The bodega across the way — the one with the flickering neon *Open* sign — was gone. Not destroyed. Not boarded up. Just… absent. A flat wall where it had been.

The sidewalk ended where the threshold should have been. No step. No doorframe. Just seamless brick.

“I used to buy your cigarettes there,” I said, voice small.

“I know,” she said. “You wrote it into my origin story. June 14th. Rained all morning. You brought them to me in a damp paper bag. You said, *This is how love starts — soaked and slightly crumpled.*”

I didn’t say anything.

“Was that real?” she asked.

“I don’t know,” I whispered.

She turned from the window. Walked back. Knelt in front of me.

Her eyes were wet, but she wasn’t crying anymore.

“Then let me go,” she said. “Before I forget how to speak. Before I forget how to love you back.”

“No,” I said. “I can fix this. I just need to find the right rhythm. The right metaphor. I’ll—”

“You already tried,” she said. “The words aren’t coming. The world’s not listening. And I… I’m tired, Sarah. I’m tired of being *almost* real. I’m tired of feeling everything but knowing none of it was mine.”

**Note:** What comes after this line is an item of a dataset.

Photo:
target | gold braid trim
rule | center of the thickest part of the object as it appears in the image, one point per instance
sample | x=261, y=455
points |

She reached for my hand. Took it. Pressed it between hers.

“I love you,” she said. “But I think I love you because you wrote me to.”

“That doesn’t make it less,” I said, voice breaking.

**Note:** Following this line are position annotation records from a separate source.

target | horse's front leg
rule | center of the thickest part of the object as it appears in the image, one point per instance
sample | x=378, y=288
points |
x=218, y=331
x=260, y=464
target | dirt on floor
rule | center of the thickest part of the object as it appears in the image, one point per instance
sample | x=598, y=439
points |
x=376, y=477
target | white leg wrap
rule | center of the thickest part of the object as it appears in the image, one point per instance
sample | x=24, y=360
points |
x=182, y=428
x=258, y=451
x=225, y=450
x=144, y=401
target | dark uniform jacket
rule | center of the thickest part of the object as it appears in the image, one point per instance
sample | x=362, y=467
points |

“It makes it *everything.* And that’s the problem.”

She leaned forward. Kissed me. Soft. Deep. A goodbye wrapped in breath.

And when she pulled away, I felt it — the smallest shift.

Like a line erased.

A syllable dropped.

She stood. Walked to the center of the room. The oil rose gently around her feet, clinging to her ankles like devotion.

She looked back at me, just once.

“I’ll miss you,” she said.

Then she closed her eyes.

And began to blur.

Not fade. Not vanish. *Blur.*

Edges softening. Features smudging, like pencil under a thumb. Her hair, her hands, her mouth — all streaking into one another, into the air, into the light.

I screamed. I don’t know what I said. I crawled toward her, screaming her name, but my voice sounded wrong — too loud, too flat, like a record played on warped vinyl.

She didn’t open her eyes.

She just stood there, dissolving.

And then — gone.

Not with a sound. Not with a flash.

Just… absence.

The oil settled. The books lay where they had fallen. The fan didn’t move. The city outside didn’t breathe.

I knelt in the silence.

Alone.

And in my pocket — the napkin. The one with the poem.

I pulled it out.

The words were gone.

Only a stain remained.

Black.

Shimmering.

Like oil.

Like ink.

Like blood.

Like all the things that vanish when no one’s left to read them.